Taiwan’s Competitive Renewable Energy Markets Attracts U.K. Investment

Hot Topic: Taiwan is fast becoming the new battleground for the world’s top offshore wind developers seeking a stronger footing in Asia. Its success in Europe has contributed to a desire for expansion.

Taiwan’s geography makes it an ideal hub for green energy. For European developers, this is one of the main reasons Taiwan is the key to Asian markets in Japan and South Kora.

The U.K Export Finance (UKEF) approved NT$9.2 billion in support of a large-scale wind farm off the coast of Taiwan, the Formosa 2. Forty-seven turbines are to be constructed, generating 367 megawatts of green energy.

Led by lead sponsor Macquarie’s Green Investment Group and the Swancor Renewable Energy, Formosa 2 aims to reduce Taiwan’s reliance on fossil fuel energy, in line with government targets to generate 20% from renewable sources by 2025.

UKEF will invest in Taiwan dollars, one of over 60 currencies in which UKEF can offer. The British Office indicates that this decision was made to protect the buyer from market fluctuations. Furthermore, it would make sourcing from the U.K. “more attractive”.

The U.K. is one of the world’s largest generators of offshore wind energy and is home to the largest offshore wind farm in the world which provides over 44 per cent of Europe’s offshore wind energy.
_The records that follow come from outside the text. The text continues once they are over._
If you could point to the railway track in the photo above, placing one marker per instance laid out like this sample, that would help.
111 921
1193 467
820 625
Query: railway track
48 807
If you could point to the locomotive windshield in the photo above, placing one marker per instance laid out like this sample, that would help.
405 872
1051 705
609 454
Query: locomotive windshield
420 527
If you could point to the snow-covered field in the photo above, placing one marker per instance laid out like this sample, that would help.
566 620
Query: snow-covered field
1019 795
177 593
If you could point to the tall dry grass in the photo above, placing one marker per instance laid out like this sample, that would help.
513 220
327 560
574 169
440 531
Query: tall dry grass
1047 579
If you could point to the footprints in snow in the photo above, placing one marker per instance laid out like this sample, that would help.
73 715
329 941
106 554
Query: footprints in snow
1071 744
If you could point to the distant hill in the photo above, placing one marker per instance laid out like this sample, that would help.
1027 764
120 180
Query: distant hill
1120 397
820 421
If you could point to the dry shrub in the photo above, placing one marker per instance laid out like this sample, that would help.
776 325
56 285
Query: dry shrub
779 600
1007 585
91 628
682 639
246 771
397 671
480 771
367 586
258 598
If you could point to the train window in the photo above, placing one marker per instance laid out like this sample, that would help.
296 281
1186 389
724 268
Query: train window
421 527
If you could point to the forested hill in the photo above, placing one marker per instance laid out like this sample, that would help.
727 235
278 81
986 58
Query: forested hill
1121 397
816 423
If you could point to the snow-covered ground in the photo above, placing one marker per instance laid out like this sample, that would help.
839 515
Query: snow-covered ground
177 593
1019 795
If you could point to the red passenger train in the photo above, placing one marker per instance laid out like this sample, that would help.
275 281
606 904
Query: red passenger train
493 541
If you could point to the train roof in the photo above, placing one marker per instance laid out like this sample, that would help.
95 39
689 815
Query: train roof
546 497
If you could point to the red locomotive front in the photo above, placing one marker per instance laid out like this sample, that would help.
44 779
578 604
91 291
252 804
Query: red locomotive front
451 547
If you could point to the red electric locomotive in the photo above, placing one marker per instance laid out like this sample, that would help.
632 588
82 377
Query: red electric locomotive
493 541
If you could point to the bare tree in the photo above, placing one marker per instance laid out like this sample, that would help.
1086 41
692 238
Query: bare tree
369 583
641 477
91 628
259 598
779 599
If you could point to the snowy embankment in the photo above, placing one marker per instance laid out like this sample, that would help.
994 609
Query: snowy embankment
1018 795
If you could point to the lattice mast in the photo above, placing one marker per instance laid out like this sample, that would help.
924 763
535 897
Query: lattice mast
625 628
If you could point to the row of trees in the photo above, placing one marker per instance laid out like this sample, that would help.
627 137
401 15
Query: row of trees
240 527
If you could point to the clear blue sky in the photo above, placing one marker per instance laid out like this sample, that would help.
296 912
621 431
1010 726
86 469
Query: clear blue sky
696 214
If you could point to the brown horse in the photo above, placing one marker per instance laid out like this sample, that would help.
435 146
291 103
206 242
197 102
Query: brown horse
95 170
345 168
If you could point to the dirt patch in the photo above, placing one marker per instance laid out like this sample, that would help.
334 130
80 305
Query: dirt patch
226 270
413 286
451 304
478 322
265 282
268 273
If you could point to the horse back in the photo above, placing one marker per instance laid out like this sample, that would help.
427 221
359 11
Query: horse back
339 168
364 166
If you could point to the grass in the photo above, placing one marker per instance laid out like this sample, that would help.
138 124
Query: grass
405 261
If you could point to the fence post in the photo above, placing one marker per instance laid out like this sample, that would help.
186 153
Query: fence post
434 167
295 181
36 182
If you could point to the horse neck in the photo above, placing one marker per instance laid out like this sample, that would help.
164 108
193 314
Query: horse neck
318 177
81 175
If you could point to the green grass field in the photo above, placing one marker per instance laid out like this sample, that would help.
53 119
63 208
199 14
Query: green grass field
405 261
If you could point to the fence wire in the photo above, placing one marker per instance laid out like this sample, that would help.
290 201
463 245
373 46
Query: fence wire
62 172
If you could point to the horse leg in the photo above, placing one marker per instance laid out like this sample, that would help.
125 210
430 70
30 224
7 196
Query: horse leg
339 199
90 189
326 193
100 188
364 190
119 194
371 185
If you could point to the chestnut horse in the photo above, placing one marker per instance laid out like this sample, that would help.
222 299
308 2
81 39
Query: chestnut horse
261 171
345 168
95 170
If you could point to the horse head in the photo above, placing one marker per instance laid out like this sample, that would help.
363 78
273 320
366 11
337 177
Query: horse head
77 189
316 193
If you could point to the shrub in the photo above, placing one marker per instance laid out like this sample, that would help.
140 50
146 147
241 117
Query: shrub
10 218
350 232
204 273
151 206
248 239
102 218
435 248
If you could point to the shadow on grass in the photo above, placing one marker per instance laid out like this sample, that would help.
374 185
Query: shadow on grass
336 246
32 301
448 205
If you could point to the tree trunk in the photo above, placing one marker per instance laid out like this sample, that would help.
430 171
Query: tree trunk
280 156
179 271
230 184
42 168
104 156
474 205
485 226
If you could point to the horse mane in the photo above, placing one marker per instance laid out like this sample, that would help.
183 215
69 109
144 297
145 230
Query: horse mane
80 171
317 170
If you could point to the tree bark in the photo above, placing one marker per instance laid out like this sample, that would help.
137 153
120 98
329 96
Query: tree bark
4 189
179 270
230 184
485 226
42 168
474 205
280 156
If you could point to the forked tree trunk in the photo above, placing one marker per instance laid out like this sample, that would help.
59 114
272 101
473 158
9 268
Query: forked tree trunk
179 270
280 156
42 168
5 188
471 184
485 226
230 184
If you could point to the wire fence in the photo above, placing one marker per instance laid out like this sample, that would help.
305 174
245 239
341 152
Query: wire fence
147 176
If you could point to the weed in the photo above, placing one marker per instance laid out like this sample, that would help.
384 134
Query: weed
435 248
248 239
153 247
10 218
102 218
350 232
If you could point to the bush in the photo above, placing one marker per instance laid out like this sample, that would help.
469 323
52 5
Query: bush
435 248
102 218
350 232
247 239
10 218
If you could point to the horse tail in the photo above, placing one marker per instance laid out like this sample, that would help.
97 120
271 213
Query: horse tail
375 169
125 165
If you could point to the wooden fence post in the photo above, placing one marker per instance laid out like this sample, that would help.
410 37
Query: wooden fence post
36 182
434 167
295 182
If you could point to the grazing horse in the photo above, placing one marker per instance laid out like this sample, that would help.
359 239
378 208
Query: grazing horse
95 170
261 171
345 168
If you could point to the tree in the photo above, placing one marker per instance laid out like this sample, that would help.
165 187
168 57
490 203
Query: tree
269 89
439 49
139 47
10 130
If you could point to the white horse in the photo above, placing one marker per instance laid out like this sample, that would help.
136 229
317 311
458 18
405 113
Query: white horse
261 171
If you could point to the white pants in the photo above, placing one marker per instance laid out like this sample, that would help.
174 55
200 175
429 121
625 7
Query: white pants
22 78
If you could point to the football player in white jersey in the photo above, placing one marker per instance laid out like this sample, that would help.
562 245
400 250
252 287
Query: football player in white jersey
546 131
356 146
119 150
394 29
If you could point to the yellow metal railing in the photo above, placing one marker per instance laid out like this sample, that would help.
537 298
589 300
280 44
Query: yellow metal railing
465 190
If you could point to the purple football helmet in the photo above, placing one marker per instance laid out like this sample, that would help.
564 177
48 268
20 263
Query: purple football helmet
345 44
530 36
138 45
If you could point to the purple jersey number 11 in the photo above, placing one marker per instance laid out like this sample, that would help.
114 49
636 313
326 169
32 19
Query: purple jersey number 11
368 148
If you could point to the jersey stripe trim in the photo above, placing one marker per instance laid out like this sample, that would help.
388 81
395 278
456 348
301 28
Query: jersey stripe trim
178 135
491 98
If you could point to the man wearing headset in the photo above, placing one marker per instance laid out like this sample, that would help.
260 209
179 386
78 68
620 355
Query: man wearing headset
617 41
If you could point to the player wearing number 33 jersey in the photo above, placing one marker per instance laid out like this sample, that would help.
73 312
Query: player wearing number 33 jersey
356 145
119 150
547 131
As new opportunities emerge in markets such as Japan, South Korea and Vietnam, this could enhance international cooperation in green energy.

According to the British Office, Taiwan is currently developing 5.5GW of offshore wind energy up to 2025 and plans a further 5GW up to 2030.
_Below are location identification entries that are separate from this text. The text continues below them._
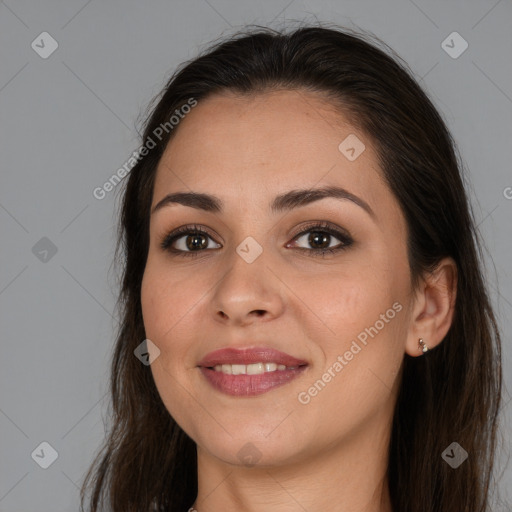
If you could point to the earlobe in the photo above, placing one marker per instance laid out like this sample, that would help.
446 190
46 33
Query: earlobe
434 308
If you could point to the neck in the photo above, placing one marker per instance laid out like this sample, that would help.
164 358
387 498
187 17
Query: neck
348 477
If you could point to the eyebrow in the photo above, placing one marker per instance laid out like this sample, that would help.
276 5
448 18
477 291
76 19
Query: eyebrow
281 203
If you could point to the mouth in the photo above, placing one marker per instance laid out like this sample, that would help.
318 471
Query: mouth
250 372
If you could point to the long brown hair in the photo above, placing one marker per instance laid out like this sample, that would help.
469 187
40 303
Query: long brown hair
452 393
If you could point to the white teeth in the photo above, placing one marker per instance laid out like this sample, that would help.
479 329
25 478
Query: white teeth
251 369
270 367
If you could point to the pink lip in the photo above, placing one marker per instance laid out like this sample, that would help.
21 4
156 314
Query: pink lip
249 355
250 385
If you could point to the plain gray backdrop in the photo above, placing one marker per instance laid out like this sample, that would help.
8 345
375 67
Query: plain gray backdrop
69 120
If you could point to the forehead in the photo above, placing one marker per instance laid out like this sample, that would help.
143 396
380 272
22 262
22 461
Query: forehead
243 147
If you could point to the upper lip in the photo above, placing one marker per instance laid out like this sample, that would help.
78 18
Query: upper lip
231 355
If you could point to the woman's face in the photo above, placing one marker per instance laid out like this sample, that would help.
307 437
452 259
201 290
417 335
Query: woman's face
258 280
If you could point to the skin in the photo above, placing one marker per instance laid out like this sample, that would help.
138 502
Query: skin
331 453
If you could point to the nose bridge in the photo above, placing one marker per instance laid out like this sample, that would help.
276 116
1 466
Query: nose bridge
248 285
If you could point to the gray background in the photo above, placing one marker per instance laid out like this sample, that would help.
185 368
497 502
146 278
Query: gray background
69 121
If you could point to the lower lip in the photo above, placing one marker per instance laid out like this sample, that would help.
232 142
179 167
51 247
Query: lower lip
250 385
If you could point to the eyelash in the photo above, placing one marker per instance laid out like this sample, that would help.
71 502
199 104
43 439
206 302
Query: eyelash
322 227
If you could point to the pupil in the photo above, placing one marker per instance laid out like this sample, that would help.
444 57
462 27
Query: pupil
194 238
316 235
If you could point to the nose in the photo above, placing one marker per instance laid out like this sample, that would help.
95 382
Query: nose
247 292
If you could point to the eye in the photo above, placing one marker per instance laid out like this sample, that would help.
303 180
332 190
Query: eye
192 240
320 235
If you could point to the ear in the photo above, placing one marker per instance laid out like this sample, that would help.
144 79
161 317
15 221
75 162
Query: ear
433 308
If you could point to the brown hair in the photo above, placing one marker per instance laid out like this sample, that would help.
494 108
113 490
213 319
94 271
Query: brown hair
452 393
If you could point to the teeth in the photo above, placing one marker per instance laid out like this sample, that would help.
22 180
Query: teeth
251 369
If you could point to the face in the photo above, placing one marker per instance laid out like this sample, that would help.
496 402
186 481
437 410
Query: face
257 278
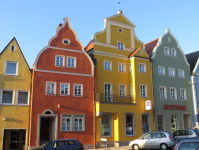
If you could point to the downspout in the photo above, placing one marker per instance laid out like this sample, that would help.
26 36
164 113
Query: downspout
195 105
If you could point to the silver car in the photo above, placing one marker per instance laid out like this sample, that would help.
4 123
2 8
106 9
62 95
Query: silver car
188 144
154 140
185 133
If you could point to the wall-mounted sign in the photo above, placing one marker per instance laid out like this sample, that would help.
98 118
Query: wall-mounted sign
148 105
175 107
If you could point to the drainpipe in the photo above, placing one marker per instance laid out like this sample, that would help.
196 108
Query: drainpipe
195 105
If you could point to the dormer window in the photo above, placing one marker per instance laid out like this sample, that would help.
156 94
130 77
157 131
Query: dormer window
12 48
66 41
120 46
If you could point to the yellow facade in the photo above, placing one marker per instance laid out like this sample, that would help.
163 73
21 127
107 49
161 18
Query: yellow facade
16 113
106 50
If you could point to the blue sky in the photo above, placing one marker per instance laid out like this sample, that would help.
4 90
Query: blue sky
34 22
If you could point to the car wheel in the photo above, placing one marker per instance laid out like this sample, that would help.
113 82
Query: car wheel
163 146
136 147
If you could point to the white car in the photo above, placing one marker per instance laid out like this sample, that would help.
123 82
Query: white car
154 140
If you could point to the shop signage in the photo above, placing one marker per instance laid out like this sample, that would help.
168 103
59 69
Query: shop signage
148 105
175 107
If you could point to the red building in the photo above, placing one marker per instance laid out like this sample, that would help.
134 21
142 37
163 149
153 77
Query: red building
62 100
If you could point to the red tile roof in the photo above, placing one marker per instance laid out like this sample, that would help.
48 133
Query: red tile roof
150 46
89 46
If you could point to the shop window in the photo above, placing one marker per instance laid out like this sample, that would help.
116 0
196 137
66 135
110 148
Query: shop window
160 122
106 125
145 123
129 124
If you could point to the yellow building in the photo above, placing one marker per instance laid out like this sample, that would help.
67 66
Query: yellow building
123 82
15 82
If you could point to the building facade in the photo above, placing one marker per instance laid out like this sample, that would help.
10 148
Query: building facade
62 100
15 83
171 84
123 79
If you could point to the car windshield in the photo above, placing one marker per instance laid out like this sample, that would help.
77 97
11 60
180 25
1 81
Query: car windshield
44 145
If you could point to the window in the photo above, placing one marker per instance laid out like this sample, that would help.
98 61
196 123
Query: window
122 67
129 124
163 93
120 46
173 122
173 52
66 123
7 97
181 73
161 70
71 62
106 125
65 89
78 123
60 60
130 68
23 97
142 67
107 65
183 94
50 88
12 48
122 90
166 51
173 93
160 122
143 91
78 90
11 68
171 72
145 123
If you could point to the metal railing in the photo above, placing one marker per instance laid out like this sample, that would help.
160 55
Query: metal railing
115 98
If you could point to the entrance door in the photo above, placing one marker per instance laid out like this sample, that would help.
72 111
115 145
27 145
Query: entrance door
107 92
187 121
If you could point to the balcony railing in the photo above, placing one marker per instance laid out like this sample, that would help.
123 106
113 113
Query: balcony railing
115 98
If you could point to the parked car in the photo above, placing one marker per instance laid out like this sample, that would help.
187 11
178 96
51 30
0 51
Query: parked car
185 133
188 144
69 144
154 140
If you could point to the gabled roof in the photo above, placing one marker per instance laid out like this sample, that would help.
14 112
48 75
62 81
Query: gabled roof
19 49
150 46
192 58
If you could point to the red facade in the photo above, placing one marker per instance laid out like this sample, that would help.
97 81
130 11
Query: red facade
62 101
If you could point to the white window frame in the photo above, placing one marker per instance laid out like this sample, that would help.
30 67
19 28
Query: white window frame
17 67
78 123
185 94
121 43
68 89
119 67
75 60
182 74
81 90
28 98
55 85
146 95
107 61
175 54
175 92
168 51
144 68
163 70
13 97
63 60
124 89
165 92
11 47
173 71
66 123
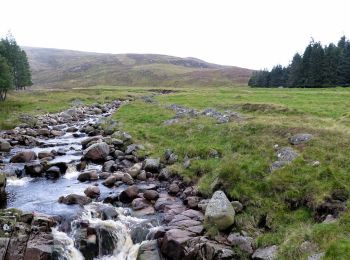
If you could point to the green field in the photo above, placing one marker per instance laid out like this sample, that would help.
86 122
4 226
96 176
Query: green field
246 149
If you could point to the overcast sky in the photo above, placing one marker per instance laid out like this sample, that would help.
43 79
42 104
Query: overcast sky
248 33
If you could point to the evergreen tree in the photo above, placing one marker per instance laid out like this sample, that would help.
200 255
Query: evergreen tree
331 60
295 72
17 59
277 75
343 69
6 81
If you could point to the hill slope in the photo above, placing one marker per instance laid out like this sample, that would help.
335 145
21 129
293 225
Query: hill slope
54 68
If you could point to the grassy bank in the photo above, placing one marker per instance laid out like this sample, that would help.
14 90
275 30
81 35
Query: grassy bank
280 207
34 102
247 150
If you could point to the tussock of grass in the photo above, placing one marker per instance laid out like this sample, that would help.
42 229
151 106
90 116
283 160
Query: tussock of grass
279 206
247 150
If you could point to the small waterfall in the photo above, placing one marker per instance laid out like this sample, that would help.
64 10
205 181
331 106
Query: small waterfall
111 236
64 247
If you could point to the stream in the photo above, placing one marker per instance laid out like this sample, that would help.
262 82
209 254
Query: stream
117 233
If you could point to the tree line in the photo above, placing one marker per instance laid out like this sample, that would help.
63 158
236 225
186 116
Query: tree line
318 66
14 67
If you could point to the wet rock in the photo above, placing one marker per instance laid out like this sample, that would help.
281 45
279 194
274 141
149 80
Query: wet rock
61 152
129 194
174 243
56 133
219 211
109 182
151 195
266 253
172 159
174 189
74 199
139 203
85 143
97 152
23 157
202 248
72 129
142 176
34 169
4 241
127 179
237 206
4 146
42 155
107 166
152 165
61 165
44 132
135 170
39 246
192 202
149 251
92 191
300 139
164 174
242 242
88 176
81 166
53 172
104 175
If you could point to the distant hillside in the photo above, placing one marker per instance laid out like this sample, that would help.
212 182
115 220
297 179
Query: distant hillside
53 68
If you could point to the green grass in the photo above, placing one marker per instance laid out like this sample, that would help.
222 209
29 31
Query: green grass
35 102
246 151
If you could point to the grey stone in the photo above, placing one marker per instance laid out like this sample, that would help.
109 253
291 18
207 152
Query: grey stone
300 138
219 211
266 253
Currently, offshore wind power only accounts for 3.5% of the global wind energy capacity and is slightly more expensive than other sources of renewable energy such as solar power and onshore projects.

The 2011 Fukushima disaster highlighted the risks associated with using nuclear energy in a region prone to earthquakes. The government considered these risks when they committed to aggressive renewable energy targets. Generally, in recent years, the Government has adopted a policy of deregulation to increase the transparency of laws related to foreign investment.

Current Legal and Regulatory Framework 

Taiwan’s renewable energy sector is governed by the following regulations:

  • The Electricity Act (“EA”) EA covers the establishment of power plants and the transmission and distribution of electricity.
  • The Renewable Energy Development Act (“REDA” covers the power purchase agreement and government subsidies in connection with the renewable energy sector.
  •  In addition to the EA and the REDA, there are various other legislative instruments that govern the implementation of offshore wind farm projects such as, Electricity Enterprise Registration Rules and Environmental Impact Assessment Act.